Adding to the challenge is that while most Democrats opposed welfare reform in the 1990s, the party has moved further to the left in recent years, and the issue has become a complicated one for Hillary Clinton, the likely Democratic nominee whose husband signed the law in 1996. “Even back then, it wasn’t really all that bipartisan,” Winship said, noting that President Clinton signed the bill only after vetoing it twice. “I think it is going to be tough for Republicans to get significant Democratic votes for the sort of legislation they’ll be shooting for.”
A more controversial priority for Republicans is to consolidate many of the federal anti-poverty programs and send them back to the states through a block grant. The idea is that states need more flexibility to experiment and that funding decisions should be made on a pay-for-performance model, based on how many people advance out of anti-poverty programs rather than simply by how many people they serve. “How can we do a better job rewarding them for their success?” Brooks asked.
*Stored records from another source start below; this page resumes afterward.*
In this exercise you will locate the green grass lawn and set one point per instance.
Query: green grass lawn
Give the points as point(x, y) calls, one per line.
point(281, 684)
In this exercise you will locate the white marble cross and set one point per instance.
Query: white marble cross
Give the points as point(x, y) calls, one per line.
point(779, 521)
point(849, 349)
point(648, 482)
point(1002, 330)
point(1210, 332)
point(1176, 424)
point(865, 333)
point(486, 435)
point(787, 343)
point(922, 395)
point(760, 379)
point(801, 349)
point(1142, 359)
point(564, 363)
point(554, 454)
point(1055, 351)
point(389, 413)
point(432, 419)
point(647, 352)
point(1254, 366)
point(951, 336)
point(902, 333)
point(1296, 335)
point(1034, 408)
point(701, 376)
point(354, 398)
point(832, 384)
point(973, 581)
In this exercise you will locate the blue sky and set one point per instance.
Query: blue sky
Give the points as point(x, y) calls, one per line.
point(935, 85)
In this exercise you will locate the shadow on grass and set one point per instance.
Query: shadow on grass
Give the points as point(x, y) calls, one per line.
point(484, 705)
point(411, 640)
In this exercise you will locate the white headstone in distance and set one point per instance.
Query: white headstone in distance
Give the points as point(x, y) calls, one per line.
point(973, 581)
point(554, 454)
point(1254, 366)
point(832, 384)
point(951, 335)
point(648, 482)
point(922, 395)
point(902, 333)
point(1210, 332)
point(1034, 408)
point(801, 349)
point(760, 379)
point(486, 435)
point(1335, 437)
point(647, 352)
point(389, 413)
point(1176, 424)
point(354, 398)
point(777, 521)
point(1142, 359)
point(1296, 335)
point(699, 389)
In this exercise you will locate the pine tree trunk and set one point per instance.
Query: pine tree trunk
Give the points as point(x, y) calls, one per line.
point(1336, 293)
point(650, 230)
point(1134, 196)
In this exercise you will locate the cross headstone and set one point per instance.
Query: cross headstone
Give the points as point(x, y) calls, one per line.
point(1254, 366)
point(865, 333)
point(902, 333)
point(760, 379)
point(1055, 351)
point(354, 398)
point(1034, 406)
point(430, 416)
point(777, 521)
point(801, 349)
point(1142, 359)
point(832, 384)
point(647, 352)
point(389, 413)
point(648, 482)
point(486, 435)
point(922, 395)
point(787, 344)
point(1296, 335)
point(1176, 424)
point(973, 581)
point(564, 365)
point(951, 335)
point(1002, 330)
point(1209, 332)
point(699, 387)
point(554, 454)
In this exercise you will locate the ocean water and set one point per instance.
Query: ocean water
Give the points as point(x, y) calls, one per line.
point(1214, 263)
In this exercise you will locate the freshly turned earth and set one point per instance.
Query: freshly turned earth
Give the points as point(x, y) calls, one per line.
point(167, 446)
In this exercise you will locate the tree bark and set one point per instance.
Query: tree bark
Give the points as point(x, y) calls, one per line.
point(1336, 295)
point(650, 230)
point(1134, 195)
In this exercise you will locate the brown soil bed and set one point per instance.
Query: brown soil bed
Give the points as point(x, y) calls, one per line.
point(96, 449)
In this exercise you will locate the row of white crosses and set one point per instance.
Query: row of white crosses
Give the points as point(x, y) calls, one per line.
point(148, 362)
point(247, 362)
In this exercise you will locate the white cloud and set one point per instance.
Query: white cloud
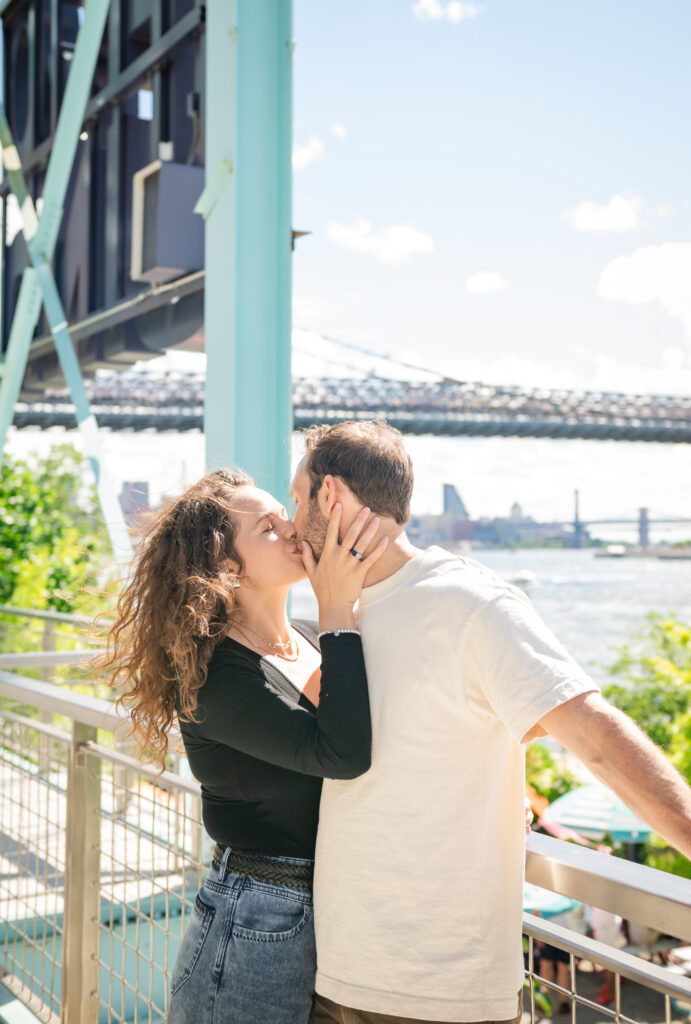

Yet these proposals face near total opposition from Democrats, who see them as veiled attempts to slash spending and reduce the size of the federal government. “If all these words they’re using are simply code for cutting, it’s hard to see how this effort they’re undertaking is going to be any different from other partisan efforts they’ve launched,” Becerra said.
And that highlights what may be the irreconcilable difference between Republicans and Democrats on poverty, as it is on many issues: money. Republicans point to the trillions of dollars spent to eradicate poverty and the stubbornly high number of people in need as an argument for why reform is necessary. Democrats, on the other hand, see the GOP’s budget-cutting obsession as a chief obstacle to lowering the poverty rate. Even as they pursue an anti-poverty agenda, Republicans are not promising to protect any domestic federal programs from cuts, and many conservatives are demanding steeper reductions. “All programs across the board, all discretionary programs are going to sustain some cuts,” Brooks said. “But I think that this agenda is a great opportunity to try to impress upon the appropriators and impress upon our members that these are our priority areas and how do we make sure that the budget reflects that.”
For Ryan and the Republican task force, that dynamic might be the trickiest to navigate. Can they convince voters they can reduce poverty and cut the budget at the same time? Ryan rarely shies away from a policy fight on political grounds. But as they prepare to campaign once again against a favorite conservative foil, Democrats are eager to see him try.